MarekKowalski/DeepAlignmentNetwork

Can not reach the performance reported on paper

hzh8311 opened this issue · 14 comments

I get same result as paper except challenging set and failure rate. Did I missed something?

Hi,

Are you using the pretrained models? Did you look at the setting of normalization = 'corners' as opposed to normalization = 'centers'?
Also, what results are you getting exactly?

Marek

Hi,

I re-train the DAN from scratch, and got the results below, corners' distance is used.

Common Challenging Full AUC Failure rate
Reimp 3.15 5.58 3.62 55.14 1.74
Paper 3.19 5.24 3.59 55.33 1.16

Hi,

The performance on the challenging dataset and failure rate do seem to be lower.

When you trained the first stage did you train till the validation error stopped decreasing or did you stop early?
Also, in the original implementation (what we had before we cleaned it up for github publication) the validation set was chosen at random, as opposed to just taking the first 100 images, which happens on the github version.
This could make a difference if it turned out the first 100 images are "easier" than the average sample.

Did you try training it several times to see if those results are stable?

Marek

Hi,

I think that is the reason. The first 100 images are all from Common Set.

Is it convenient for you to share the random validation code?

Hi,

I don't have that code anymore. After thinking about it for a while I find it a bit unlikely that the validation set caused such a large difference (6%) on the challenging subset. I think the validation set may cause a difference of 1-2% but not 6%.

Did you try stopping early in the training of the first stage? I vaguely remember trying something like that to reduce overfitting.

Marek

Hi,
Did you mean should stop early in the first stage? I stop at approximately 70th epoch for validation errors stable for 10-20 epoch.
I reconsidered the validation problem and agree with you. Because I saved the models every epoch, it should not be such a gap for some best epochs.
Any ideas of this problem?

Hi,

Yes, as I said I remember trying to stop early on the first stage, since I felt that the gains on the validation set were very small compared to how the model was overfitting on the training data.
See if that helps.

Also, just to make sure: you first train the first stage only and then the second stage, right?

Marek

Hi,
Yes, as the paper said, and first stage get excately same result on Private set.
I will try to stop early on the first stage.
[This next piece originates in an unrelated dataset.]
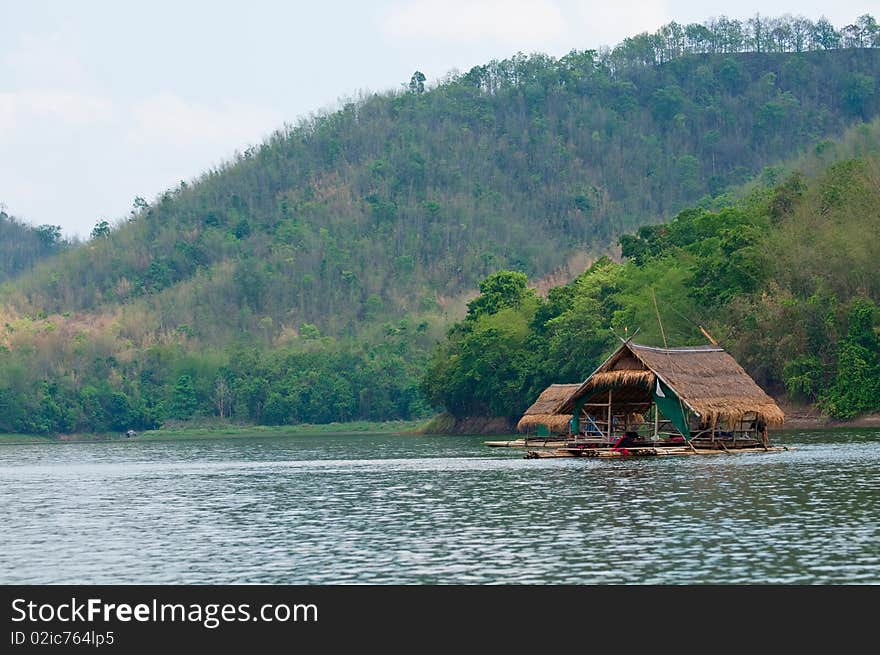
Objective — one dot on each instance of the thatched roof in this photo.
(706, 378)
(541, 412)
@hzh8311 Hi, how many epochs you trained for stage 2?

hi,Marek
can you give me some suggestions for improve the performance?
Now,I trained the stage1 from scratch.The train data and augumention is same as you.I test my model and make compare with your result.

stage1
normalization = 'corners'
failureThreshold = 0.08

author(Marek):
commonSet:
Average error: 0.0357
challengingSet
Average error: 0.0597
300w:
Average error: 0.0501

my:
commonSet:
Average error: 0.0387
challengingSet
Average error: 0.0694
300w:
Average error: 0.0547

Thanks,hope your reply

Hi,

This is quite a large difference.
Which pretrained model are you using for comparison? It should be the one that does not have Menpo in the name, unless you are using the Menpo dataset for training.
Also, are you comparing the 1 stage model to the first stage of a pretrained model or to a 2 stage pretrained model?

Marek

1 yes,the model DAN.npz,not Menpo-DAN.npz;my training data does not contains Menpo dataset.
2 just 1 stage, not 2 stage.because my model just contains 1 stage.I will continue to trian the stage2 after improve the performance of stage1.
3 all value in the result i provided does not shown as percentage of the normoalization metric.

Hi,

It's really hard for me to say why you are getting those low results. As you can see in this thread above someone did experience a difference as well, but not that large.

Let me know if I can help you further.

Marek

hi,Marek
thanks for your reply.
I have trianed stage1 again after modifying some errors in my code which based on caffe.my new results as below:
stage1
normalization = 'corners'
failureThreshold = 0.08

author(Marek):
commonSet:
Average error: 0.0357
challengingSet
Average error: 0.0597
300w:
Average error: 0.0501

my:
commonSet:
Average error: 0.0362
challengingSet
Average error: 0.0626
300w:
Average error: 0.0513

1 during my training,i did not use early stop,is it a key element for the result?